This pass narrows the buffer shape and adjust its accessed region accordingly. In this particular case, because only a 1 * 16 vector of B is accessed, the pass narrows B to shape [1, 16], and changes the access to B[i, j] to B[0, j].

for i in range(0, 16):
    with T.block():
        B = T.alloc_buffer(1, 16)
        for j in range(0, 16):
            B[0, j] = A[i, j] + 1
        for j in range(0, 16):
            C[i, j] = B[0, j] + 1

Returns: The pass.

◆ ConvertBlocksToOpaque()

Pass tvm::tir::transform::ConvertBlocksToOpaque ( )
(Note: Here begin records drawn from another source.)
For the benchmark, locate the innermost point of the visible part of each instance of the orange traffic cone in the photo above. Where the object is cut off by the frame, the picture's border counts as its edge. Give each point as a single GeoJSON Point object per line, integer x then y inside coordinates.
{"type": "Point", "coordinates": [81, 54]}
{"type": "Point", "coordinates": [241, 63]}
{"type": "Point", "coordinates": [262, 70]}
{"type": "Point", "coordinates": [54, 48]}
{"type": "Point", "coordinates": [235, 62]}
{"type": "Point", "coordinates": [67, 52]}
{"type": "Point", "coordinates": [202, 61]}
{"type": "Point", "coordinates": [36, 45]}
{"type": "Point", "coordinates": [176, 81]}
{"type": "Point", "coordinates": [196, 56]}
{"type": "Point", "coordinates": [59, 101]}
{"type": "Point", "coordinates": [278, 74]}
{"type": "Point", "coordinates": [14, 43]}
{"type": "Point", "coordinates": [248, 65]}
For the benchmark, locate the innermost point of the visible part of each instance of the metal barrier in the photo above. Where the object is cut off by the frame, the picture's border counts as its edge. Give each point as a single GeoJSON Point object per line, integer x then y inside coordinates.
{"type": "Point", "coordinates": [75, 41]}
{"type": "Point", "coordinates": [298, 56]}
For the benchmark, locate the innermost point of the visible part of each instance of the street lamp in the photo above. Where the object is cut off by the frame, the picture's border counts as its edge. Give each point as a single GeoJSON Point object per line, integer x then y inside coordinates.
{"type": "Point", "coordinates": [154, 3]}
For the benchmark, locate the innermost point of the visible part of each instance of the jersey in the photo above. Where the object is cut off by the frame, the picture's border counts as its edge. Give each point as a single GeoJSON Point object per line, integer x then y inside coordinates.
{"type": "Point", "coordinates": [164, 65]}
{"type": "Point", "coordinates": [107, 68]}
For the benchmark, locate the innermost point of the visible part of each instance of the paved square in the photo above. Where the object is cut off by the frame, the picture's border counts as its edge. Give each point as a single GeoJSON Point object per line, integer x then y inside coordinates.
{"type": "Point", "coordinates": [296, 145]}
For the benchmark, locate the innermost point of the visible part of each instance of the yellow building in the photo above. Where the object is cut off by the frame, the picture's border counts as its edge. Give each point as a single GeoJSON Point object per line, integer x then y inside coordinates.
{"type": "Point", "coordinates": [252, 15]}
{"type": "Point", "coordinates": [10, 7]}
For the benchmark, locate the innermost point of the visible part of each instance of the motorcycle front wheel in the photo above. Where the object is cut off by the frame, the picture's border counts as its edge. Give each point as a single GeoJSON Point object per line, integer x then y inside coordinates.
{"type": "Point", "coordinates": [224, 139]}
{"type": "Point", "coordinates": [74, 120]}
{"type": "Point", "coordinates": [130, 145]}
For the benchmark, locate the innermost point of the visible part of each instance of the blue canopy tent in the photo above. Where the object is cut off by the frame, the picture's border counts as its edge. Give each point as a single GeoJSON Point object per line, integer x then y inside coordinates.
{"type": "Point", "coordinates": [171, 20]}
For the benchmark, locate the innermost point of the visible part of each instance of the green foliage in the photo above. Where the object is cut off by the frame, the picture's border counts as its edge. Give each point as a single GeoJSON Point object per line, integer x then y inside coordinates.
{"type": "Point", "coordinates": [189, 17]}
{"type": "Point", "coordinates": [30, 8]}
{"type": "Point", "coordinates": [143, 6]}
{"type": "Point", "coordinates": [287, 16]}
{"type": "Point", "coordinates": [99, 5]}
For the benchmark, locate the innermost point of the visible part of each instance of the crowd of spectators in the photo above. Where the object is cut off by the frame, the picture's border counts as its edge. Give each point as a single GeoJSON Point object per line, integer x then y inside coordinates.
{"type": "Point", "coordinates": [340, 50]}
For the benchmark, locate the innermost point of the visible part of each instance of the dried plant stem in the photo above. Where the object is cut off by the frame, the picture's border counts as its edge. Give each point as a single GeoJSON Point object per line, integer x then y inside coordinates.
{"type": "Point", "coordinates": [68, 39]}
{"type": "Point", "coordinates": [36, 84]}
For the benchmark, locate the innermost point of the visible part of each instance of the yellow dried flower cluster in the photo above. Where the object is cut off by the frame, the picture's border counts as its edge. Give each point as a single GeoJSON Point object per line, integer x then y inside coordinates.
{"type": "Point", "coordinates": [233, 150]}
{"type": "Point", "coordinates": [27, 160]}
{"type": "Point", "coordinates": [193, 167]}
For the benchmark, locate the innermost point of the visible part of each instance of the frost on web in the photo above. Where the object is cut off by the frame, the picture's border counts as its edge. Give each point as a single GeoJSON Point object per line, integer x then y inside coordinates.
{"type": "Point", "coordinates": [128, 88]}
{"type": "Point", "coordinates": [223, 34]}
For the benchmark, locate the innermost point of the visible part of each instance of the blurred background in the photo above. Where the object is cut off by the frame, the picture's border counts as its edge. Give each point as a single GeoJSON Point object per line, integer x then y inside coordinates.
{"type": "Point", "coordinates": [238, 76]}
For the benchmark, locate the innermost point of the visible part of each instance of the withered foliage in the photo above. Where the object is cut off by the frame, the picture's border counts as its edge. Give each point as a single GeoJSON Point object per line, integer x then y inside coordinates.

Substitute all the block vars with the PrimExprs they are bound to, indicated by the corresponding iter_values in BlockRealize, for opaque blocks by removing all . the iter_values in BlockRealize and iter_vars in Block.

Returns: The pass.

◆ ConvertForLoopsToSerial()

Pass tvm::tir::transform::ConvertForLoopsToSerial ( )

This pass is post-scheduling pass to convert all Parallel For loops to Serial ones. This is run to attain lesser memory and/or executor/backend does not support parallel launch of For loops.

Returns: The pass.

◆ CoProcSync()

Pass tvm::tir::transform::CoProcSync ( )

Detect and insert sync points to co-processor.

Returns: The pass.

◆ CreatePrimFuncPass()

Pass tvm::tir::transform::CreatePrimFuncPass	(	const runtime::TypedPackedFunc< PrimFunc(PrimFunc, IRModule, PassContext)> &	pass_func,
		int	opt_level,
		String	name,
		tvm::Array< String >	required
	)

◆ DecorateDeviceScope()

Pass tvm::tir::transform::DecorateDeviceScope ( )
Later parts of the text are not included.